After looking at trail shoes and poles, today we turn our attention to the backpack. Anyone taking part in the Engadin Ultra Trail must wear a backpack (see chapter 6.1 of the regulations). The rest of the compulsory equipment is stowed in it. In a later article we will take a closer look at the other compulsory equipment.
There is a wide range of backpacks. Make sure you look for a TRAIL backpack! This is because it is lighter than an ordinary mountain backpack and has special straps to keep it tight while running. There is nothing worse than a backpack that "dances" on your back and can also cause abrasions to your shoulders and back.
Although bike backpacks are also lightweight, they do not necessarily have the same devices as trail backpacks because they serve a different purpose.
Depending on the distance, there are different requirements for the backpack. While a small backpack with a capacity of 2 litres (or even a fanny pack with bidon and net for rain jacket and small items) is sufficient for the ET16, the EUT102 requires considerably more space to accommodate, for example, the headlamp, overtrousers and personal provisions.
It is therefore worth estimating the required volume first. The backpack models are labelled with a number corresponding to the volume, for example 2 for 2 litres, 5, 10, and so on.
The next step concerns the shape: Fanny pack, waistcoat or daypack? Here we recommend going to a specialist shop to try out the different models. The backpack may fit differently depending on shoulder width, chest circumference or back length.
It is also important to consider whether you prefer a water bottle or a hydration bladder for drinking. Water bottles are available in various designs: from the classic bidon to the soft flask of 0.5 or 0.75 litres. They can be stored in nets on the sides of the backpack or at the front at chest level.
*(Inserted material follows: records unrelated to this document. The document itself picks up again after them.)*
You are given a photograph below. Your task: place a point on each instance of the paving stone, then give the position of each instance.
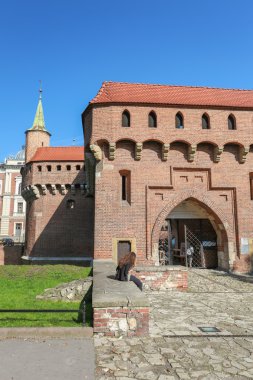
(213, 299)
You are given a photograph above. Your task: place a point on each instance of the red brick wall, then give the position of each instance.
(156, 185)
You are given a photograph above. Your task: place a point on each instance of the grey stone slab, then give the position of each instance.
(108, 292)
(47, 359)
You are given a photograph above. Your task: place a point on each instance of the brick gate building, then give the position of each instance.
(157, 158)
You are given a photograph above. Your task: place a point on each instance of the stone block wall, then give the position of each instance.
(117, 321)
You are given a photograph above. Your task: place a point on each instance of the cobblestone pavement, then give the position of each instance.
(177, 348)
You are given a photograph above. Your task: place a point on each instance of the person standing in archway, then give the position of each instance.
(123, 270)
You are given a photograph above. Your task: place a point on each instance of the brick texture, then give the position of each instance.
(221, 188)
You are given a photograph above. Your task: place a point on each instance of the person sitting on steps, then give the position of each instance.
(125, 265)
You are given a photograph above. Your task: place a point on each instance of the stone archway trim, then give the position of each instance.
(200, 197)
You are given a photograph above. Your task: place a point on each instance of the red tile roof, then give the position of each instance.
(61, 153)
(118, 92)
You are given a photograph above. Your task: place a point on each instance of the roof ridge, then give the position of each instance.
(171, 85)
(52, 147)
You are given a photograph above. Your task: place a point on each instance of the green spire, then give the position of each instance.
(39, 123)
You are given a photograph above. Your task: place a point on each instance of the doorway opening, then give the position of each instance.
(189, 237)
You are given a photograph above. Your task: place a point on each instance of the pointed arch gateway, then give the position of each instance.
(226, 245)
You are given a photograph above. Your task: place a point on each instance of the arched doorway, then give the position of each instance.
(203, 224)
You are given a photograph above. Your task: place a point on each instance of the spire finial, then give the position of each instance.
(40, 90)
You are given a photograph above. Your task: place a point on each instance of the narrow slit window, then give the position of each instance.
(251, 186)
(231, 122)
(124, 190)
(179, 121)
(125, 186)
(205, 121)
(71, 203)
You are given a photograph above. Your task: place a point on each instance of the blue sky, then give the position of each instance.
(73, 46)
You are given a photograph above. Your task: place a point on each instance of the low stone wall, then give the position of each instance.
(119, 308)
(163, 277)
(10, 255)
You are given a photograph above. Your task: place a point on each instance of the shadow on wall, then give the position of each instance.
(11, 255)
(60, 223)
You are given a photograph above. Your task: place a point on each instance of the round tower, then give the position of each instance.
(37, 136)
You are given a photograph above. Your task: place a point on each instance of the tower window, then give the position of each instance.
(125, 119)
(125, 185)
(231, 122)
(179, 121)
(20, 207)
(205, 121)
(152, 122)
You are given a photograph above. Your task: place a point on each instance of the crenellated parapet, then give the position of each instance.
(33, 192)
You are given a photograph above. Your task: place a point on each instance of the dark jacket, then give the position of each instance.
(122, 273)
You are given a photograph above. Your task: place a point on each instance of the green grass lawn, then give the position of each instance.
(19, 286)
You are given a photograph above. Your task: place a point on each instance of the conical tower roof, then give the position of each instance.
(39, 122)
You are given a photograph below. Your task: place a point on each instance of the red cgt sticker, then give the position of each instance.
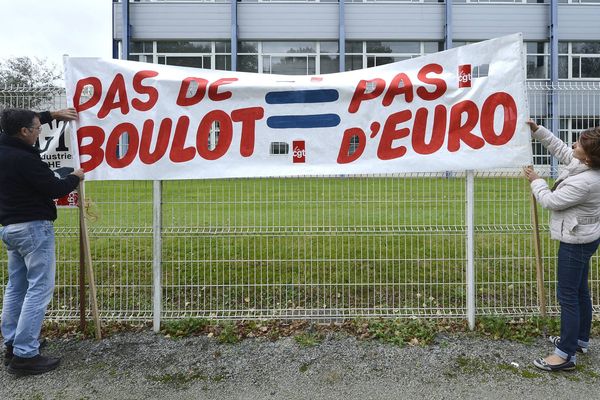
(299, 151)
(464, 75)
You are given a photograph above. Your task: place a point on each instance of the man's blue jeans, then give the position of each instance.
(31, 271)
(574, 296)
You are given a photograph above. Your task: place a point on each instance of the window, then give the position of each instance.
(579, 60)
(364, 54)
(289, 58)
(537, 60)
(185, 53)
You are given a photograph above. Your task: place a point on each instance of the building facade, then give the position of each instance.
(308, 37)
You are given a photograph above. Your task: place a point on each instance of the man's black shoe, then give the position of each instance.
(32, 366)
(8, 354)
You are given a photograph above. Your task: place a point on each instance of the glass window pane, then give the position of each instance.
(537, 67)
(585, 47)
(223, 62)
(247, 64)
(290, 65)
(140, 47)
(247, 47)
(563, 67)
(433, 47)
(330, 47)
(353, 47)
(393, 47)
(353, 62)
(575, 73)
(195, 62)
(563, 47)
(223, 47)
(330, 64)
(182, 46)
(289, 47)
(590, 67)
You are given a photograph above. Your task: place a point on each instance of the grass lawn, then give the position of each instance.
(307, 246)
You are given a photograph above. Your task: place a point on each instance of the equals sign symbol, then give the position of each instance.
(303, 97)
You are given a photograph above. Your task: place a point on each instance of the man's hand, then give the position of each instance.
(78, 173)
(532, 125)
(530, 174)
(68, 114)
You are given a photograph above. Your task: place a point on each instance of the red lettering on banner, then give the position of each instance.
(437, 132)
(399, 85)
(162, 140)
(179, 153)
(361, 94)
(248, 118)
(459, 131)
(116, 89)
(225, 135)
(396, 89)
(385, 151)
(488, 111)
(150, 91)
(113, 149)
(213, 93)
(92, 101)
(183, 100)
(93, 149)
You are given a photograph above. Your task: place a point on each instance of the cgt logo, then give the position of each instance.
(299, 151)
(464, 75)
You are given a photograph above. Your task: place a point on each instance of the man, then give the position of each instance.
(27, 211)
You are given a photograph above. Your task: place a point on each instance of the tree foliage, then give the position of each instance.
(28, 72)
(28, 83)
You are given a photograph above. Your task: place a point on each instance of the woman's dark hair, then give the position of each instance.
(13, 119)
(590, 143)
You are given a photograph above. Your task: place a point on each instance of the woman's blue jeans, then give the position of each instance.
(31, 271)
(574, 296)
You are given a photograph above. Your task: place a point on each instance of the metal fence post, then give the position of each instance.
(470, 250)
(156, 253)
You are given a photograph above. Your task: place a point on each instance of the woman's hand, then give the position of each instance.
(530, 174)
(532, 125)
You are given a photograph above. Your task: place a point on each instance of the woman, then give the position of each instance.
(574, 201)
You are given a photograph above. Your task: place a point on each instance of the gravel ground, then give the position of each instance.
(145, 365)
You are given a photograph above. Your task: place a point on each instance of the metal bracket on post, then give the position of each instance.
(156, 254)
(470, 217)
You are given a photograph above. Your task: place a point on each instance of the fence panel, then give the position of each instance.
(315, 247)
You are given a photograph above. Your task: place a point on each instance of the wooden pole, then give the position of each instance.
(538, 257)
(82, 297)
(88, 260)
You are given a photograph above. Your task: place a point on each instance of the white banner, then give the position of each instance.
(455, 110)
(55, 150)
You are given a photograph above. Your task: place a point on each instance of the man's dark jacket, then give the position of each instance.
(27, 185)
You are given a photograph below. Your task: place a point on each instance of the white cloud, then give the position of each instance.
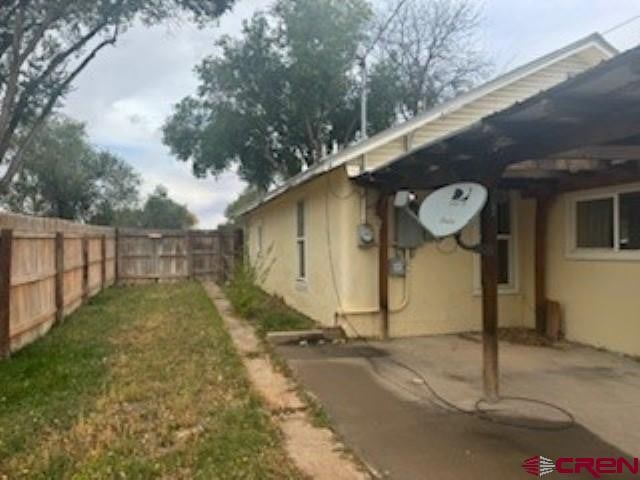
(127, 92)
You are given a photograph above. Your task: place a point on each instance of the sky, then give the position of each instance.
(125, 94)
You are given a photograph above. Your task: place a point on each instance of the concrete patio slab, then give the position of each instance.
(388, 417)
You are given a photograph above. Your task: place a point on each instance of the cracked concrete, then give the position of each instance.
(315, 451)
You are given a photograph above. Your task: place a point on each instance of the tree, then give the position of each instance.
(46, 44)
(276, 98)
(247, 196)
(65, 176)
(426, 54)
(159, 211)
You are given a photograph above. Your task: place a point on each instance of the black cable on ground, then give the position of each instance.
(477, 411)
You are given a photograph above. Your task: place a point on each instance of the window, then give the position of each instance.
(300, 240)
(605, 225)
(629, 221)
(507, 247)
(594, 223)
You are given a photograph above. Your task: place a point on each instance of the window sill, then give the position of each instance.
(506, 291)
(604, 255)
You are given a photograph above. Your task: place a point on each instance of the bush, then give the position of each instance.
(268, 313)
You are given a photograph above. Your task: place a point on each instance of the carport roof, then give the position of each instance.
(587, 124)
(353, 152)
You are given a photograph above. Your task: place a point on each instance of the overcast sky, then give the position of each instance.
(125, 94)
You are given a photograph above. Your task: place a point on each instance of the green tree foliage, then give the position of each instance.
(278, 96)
(159, 211)
(46, 44)
(65, 176)
(428, 53)
(246, 197)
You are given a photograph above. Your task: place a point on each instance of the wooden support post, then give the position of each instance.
(223, 256)
(489, 266)
(6, 246)
(238, 247)
(383, 265)
(85, 269)
(189, 253)
(59, 276)
(103, 265)
(542, 214)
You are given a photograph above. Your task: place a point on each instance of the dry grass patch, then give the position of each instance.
(141, 383)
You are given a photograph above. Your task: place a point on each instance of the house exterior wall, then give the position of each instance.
(442, 280)
(333, 208)
(443, 285)
(599, 297)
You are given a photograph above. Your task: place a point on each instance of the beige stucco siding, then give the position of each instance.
(600, 299)
(443, 285)
(442, 280)
(332, 211)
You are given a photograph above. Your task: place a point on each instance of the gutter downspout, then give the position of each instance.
(383, 264)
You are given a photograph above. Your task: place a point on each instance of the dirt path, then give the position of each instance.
(315, 451)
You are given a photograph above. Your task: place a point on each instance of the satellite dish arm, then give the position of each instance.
(478, 248)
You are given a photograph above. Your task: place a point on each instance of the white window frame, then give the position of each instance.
(301, 239)
(513, 287)
(572, 251)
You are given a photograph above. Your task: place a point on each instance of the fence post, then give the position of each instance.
(116, 249)
(85, 268)
(222, 261)
(189, 241)
(59, 276)
(103, 270)
(6, 244)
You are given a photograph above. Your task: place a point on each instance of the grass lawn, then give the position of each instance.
(140, 383)
(267, 313)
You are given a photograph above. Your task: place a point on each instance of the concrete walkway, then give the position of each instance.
(315, 451)
(388, 418)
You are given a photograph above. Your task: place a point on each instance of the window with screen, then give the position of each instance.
(608, 224)
(594, 223)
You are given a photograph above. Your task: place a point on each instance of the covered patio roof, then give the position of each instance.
(580, 133)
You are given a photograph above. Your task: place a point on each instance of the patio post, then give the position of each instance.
(489, 267)
(542, 213)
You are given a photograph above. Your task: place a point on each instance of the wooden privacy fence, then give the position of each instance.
(49, 267)
(161, 255)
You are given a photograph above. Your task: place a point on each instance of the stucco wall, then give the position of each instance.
(600, 299)
(333, 208)
(443, 285)
(442, 296)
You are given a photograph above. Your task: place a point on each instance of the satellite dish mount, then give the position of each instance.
(448, 210)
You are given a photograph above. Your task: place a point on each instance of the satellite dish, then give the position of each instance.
(449, 209)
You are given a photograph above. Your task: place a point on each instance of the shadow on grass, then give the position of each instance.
(52, 381)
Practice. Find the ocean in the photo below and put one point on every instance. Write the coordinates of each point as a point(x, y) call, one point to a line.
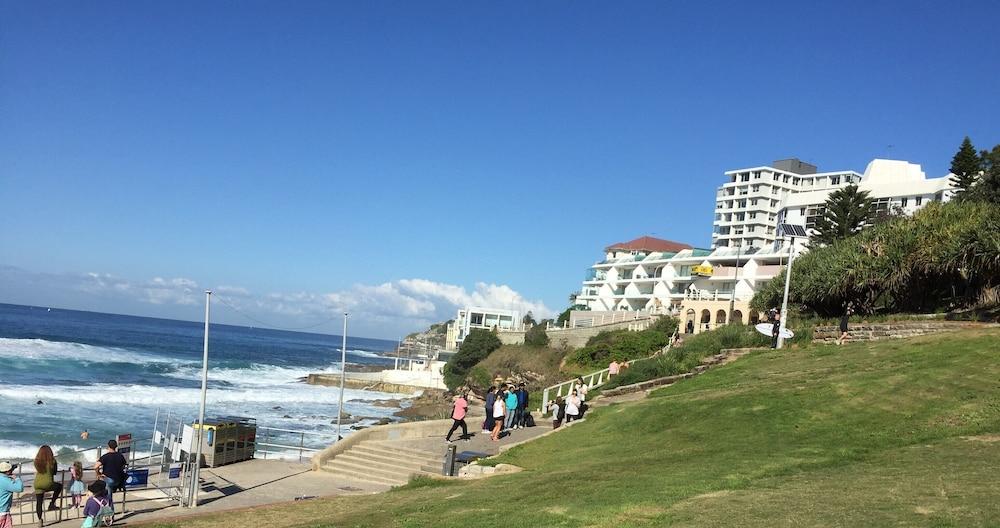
point(109, 374)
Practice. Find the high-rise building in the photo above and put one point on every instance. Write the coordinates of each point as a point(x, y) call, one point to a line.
point(747, 205)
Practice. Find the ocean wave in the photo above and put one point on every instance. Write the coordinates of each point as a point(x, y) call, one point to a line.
point(152, 396)
point(41, 349)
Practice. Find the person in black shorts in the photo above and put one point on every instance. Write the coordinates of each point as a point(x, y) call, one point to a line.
point(112, 466)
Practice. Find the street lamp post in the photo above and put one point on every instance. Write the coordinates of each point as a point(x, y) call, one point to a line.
point(343, 376)
point(732, 296)
point(193, 503)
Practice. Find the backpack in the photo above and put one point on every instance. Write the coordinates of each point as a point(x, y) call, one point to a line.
point(105, 515)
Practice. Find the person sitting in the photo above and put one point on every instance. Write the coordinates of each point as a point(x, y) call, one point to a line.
point(98, 507)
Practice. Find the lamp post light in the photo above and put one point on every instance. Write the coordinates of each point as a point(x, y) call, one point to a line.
point(732, 296)
point(791, 230)
point(343, 376)
point(193, 502)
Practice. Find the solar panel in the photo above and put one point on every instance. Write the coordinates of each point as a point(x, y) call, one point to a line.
point(792, 230)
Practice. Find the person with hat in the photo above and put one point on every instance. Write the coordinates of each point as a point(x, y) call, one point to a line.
point(9, 485)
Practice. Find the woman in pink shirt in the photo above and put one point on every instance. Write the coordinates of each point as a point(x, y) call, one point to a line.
point(458, 418)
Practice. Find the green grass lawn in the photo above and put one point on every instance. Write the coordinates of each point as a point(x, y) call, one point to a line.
point(898, 433)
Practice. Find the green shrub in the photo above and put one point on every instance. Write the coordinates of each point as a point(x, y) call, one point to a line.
point(536, 336)
point(623, 345)
point(944, 256)
point(475, 348)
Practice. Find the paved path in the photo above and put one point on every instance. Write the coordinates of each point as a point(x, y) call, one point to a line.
point(478, 441)
point(240, 485)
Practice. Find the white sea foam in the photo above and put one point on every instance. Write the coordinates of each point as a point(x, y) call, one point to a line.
point(41, 349)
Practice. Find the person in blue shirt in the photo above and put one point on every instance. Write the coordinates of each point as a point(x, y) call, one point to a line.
point(9, 485)
point(510, 398)
point(522, 407)
point(491, 396)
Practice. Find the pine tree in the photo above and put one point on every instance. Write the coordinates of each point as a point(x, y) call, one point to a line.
point(965, 166)
point(988, 188)
point(848, 210)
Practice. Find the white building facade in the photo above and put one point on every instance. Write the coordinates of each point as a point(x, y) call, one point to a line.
point(701, 286)
point(695, 285)
point(896, 187)
point(747, 205)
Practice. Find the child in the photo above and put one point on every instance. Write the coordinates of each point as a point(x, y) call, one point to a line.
point(76, 487)
point(98, 506)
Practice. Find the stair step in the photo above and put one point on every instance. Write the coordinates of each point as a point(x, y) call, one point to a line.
point(374, 479)
point(409, 451)
point(381, 463)
point(385, 454)
point(350, 467)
The hydration bladder is stowed inside the backpack on the back and has a larger capacity of up to 2 litres ; the disadvantage is that the backpack has to be taken off to refill it. Here it is important to look at the distance between the aid stations and estimate your own drinking needs.
Once you have made your choice, you can get used to the useful "stranger" on your back. Run the first training sessions with a half-empty backpack. This corresponds to the volume towards the end of the competition. This way you can check how well or tightly the half-empty backpack fits. Once you have got used to this, you can train with the "starting weight".
As soon as the temperature allows, run in competition clothing. This way you can recognise possible pressure points in time and, if necessary, look for another solution.
According to the famous motto: no experiments on race day! I wish you a good choice and lots of fun on the trails!